Just as two fishermen may discuss the catch, when Stand-In Central’s editor Ben Hauck and I find ourselves standing in on the same set, the dialogue occasionally turns to the job of standing in.

I recently saw a few problems arise from the deceptively simple job of sitting in–that is, standing in where there is only a single seated mark. I had made the comment that this task’s seeming simplicity was a potential trap for a stand-in.  That trap could be easily avoided simply by having it pointed out that sitting in can require you to be even more specific with your stand-in observation than when you’re supposed to stand.

From camera’s point of view, focusing a tight shot on a seated actor relies chiefly on how that actor has chosen to sit. With that in mind, here are a few things to take note of when watching the marking rehearsal.

Is the Actor Leaning Back, or Sitting Forward?

This is the most general and also the most important thing to watch out for, as this positioning has the most bearing on where the camera is focused.

Where Are the Actor’s Feet and Arms?

Take a look at where the actor has chosen to position his feet. Flat on the floor? Legs crossed? If crossed, at the knee? The ankle?

If at a bar, or against a table, what portion of the actor’s arms are on the table? Is he leaning deeply with the entire elbow and forearm flat against the surface? Perhaps, propping himself on just his elbows? Sitting upright with his hands in his lap?

Identifying what the actor has chosen to do with his feet and his arms will help you correctly emulate his exact position once you take over the mark.

What Is Your Actor Doing with Props, and When?

The props I find to have the most bearing on your position in the scene are cups and reading material.

If your actor is holding a book, magazine, or newspaper, where that prop is positioned will affect your eyeline.

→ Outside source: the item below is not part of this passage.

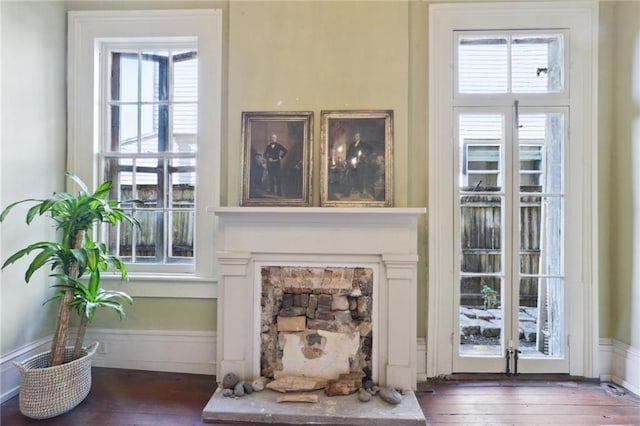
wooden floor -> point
(141, 398)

Sips from a cup may change from take to take. However, noting the line on which your character reaches forward for his cup or puts it down is vital, as this action affects your positioning.

In Conclusion

A simple scene like when you’re sitting in can be an opportunity for you, the stand-in, to be even more specific with your performance. Errors will stand out in a scene without much blocking, so aim to impress even in even simplest of scenes.